A Shield for Employers: State COVID-19 Indemnity Laws
North Carolina, Louisiana (Act No. 305 and Act No. 366), Oklahoma, Utah, and Wyoming have all passed legislation that protects employers from these types of tort claims. Most have introduced legislation that specifically protect an employer as long as they are acting in good faith and not recklessly, willfully, or intentionally exposing customers, clients, or their employees to COVID-19. The reckless, willful, and intentional requirement will protect employers from possible negligence claims whereas the employer acted in good faith to protect customers and employees alike. Other states like Arizona and Ohio (House Bill 606 and Senate Bill 308) have yet to pass this legislation, but it has been introduced. It should also be noted, however, that some of these indemnity laws only protect certain types of employers – for example, Louisiana’s Act No. 305 only protects restaurants who provide to-go food during the pandemic while Oklahoma and Wyoming’s laws provide a more expansive protection to employers who are safely reopening. Therefore, employers should carefully review their state laws as they are passed to ensure the liability protection has been afforded to them.
Other states have chosen to provide protection to employers by expanding their workers’ compensation laws to allow for coverage of COVID-19 related claims. Each state has taken a different path towards expanding coverage for workers’ compensation claims related to COVID-19. Some states, like Alaska, California, Colorado, Illinois, Minnesota, Missouri, North Carolina, Ohio, Pennsylvania, Vermont, and Wyoming create a presumption of such coverage when an employee’s job directly exposes them to COVID-19, such as an emergency responder, health care employee, or critical worker. Under most laws, employers are afforded the opportunity to rebut the presumption of coverage. Other states, like New York and California’s AB 196, have simply amended the state’s workers’ compensation laws to include COVID-19 related illnesses as an injury eligible for coverage.

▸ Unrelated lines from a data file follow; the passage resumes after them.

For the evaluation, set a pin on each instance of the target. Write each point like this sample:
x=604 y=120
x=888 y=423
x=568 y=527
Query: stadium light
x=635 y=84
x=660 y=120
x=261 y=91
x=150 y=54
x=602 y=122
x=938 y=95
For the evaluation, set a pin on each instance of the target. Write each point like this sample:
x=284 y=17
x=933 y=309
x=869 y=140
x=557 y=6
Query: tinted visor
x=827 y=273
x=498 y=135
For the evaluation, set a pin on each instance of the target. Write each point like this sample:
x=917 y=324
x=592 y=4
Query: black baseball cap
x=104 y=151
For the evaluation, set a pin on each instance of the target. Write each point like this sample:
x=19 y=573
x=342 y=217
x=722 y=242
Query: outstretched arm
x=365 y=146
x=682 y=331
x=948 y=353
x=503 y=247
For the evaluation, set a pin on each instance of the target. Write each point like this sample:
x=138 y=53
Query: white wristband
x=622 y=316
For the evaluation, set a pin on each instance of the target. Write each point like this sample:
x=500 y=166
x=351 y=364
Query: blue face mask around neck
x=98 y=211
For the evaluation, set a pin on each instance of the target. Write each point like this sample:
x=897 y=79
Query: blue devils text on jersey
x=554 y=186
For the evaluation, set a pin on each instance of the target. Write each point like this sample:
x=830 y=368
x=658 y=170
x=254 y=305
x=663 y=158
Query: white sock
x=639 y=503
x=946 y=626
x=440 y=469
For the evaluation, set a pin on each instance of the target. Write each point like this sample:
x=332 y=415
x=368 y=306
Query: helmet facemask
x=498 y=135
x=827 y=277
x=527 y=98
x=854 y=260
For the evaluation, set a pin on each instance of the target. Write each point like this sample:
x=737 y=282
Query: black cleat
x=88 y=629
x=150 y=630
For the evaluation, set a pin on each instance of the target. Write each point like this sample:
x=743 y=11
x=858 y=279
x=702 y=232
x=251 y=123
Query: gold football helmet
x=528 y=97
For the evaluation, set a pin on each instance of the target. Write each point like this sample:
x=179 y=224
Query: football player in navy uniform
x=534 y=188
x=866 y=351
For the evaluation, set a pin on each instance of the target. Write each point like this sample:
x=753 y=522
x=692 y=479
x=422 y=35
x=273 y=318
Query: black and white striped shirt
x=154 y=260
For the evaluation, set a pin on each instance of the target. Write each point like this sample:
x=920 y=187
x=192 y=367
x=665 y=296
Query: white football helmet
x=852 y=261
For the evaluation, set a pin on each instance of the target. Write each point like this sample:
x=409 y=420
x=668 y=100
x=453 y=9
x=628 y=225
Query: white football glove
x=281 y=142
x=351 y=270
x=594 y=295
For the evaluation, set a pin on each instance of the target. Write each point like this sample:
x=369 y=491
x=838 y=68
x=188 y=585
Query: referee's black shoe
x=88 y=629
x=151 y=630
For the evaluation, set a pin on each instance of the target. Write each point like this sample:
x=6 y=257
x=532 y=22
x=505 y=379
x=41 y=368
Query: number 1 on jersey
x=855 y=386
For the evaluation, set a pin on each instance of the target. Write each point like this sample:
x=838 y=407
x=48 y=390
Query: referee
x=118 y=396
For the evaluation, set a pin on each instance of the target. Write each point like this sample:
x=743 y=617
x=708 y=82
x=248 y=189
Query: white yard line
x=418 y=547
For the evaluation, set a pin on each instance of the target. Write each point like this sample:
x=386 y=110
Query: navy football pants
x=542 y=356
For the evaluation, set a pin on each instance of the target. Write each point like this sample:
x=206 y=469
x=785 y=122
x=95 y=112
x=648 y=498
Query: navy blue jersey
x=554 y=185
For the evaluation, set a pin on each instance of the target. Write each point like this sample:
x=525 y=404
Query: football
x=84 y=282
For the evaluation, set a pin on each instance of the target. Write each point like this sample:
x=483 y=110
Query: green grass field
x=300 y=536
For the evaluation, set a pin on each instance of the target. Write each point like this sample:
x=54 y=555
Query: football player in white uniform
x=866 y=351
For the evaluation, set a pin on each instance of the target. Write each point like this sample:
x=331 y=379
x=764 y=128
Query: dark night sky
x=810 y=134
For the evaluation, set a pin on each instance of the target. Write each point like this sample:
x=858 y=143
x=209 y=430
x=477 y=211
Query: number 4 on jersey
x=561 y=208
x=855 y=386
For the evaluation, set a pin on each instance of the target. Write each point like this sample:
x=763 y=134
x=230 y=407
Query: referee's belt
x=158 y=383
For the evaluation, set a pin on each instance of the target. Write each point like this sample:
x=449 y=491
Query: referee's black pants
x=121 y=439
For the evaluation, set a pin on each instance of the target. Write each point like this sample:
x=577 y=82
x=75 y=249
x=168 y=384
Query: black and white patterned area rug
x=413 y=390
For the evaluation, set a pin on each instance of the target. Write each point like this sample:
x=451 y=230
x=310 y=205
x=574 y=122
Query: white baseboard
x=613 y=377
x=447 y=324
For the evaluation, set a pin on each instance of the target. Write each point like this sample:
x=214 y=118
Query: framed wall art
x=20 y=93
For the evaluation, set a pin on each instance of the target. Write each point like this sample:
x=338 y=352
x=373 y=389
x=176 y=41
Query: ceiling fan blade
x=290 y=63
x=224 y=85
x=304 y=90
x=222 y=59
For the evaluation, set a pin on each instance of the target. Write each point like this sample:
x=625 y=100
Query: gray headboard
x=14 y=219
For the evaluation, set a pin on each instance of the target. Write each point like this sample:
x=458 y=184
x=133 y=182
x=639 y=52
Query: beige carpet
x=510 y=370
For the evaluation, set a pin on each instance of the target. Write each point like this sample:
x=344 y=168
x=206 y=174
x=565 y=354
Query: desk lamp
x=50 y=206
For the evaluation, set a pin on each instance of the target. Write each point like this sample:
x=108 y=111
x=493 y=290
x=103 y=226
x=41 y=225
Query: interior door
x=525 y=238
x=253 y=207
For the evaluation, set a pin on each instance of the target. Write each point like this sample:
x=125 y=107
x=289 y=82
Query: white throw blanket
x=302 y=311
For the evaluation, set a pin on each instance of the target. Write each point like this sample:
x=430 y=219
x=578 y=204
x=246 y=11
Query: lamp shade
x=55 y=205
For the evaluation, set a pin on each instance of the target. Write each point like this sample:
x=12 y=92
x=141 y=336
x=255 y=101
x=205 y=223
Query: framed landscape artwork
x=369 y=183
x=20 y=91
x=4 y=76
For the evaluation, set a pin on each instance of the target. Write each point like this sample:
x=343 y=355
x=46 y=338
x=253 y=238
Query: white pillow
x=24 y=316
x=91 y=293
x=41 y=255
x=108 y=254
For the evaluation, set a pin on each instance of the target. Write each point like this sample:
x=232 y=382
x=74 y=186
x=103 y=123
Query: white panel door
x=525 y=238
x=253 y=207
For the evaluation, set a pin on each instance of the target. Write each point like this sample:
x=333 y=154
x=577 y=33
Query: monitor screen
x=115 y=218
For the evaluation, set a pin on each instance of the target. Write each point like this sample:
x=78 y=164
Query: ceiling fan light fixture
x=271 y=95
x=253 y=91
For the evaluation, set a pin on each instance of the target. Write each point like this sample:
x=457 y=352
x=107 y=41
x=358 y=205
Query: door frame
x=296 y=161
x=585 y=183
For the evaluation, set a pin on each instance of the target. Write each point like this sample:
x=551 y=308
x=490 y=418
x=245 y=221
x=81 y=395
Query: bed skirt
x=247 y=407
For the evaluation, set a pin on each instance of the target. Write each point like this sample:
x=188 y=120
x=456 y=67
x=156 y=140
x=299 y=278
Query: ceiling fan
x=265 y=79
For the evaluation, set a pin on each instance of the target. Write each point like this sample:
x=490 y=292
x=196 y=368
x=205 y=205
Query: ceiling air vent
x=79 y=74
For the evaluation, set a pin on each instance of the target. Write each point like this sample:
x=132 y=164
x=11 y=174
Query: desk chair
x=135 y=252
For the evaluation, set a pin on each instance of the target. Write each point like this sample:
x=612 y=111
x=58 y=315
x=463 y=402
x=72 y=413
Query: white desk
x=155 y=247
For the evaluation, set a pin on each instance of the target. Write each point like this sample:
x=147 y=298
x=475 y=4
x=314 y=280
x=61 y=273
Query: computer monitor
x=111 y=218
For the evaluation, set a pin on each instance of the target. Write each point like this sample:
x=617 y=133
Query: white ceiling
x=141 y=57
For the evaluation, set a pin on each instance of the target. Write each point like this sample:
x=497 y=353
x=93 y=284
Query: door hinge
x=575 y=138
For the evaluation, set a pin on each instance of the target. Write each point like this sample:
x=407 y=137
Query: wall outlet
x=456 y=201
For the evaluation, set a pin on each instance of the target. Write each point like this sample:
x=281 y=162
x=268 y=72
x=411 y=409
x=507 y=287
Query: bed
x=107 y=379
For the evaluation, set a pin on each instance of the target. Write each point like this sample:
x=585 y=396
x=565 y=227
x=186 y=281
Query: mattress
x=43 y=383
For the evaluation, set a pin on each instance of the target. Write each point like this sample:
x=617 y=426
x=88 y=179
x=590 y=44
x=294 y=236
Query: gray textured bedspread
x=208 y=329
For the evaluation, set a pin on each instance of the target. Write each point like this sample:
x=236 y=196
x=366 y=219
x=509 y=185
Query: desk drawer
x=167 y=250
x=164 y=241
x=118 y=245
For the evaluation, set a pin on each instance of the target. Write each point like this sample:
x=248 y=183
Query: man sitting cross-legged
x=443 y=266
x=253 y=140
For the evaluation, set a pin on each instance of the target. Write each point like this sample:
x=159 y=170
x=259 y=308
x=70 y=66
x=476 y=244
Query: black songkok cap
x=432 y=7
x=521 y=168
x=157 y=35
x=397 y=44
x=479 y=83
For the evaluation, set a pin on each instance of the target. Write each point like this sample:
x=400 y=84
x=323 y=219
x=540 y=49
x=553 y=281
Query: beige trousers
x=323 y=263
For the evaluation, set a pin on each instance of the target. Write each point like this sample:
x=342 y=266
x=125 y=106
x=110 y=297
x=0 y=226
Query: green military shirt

New York, however, has also proposed legislation that remains strict and imposes an affirmative duty on employers to notify employees of any health hazards and to take steps to mitigate risks.
As the employees of large employers, like Amazon and at least one fast food chain, begin filing lawsuits against their employers for the alleged lack of protection from COVID-19 in the workplace, the importance of these indemnity laws becomes heightened for employers. The indemnity laws will likely protect employers from such lawsuits as they require something more than mere negligence. As employers and employees alike begin to wade through the uncertain waters of re-opening, state indemnity laws can provide peace of mind to employers who are following Executive Orders and related laws as they begin to re-open their businesses.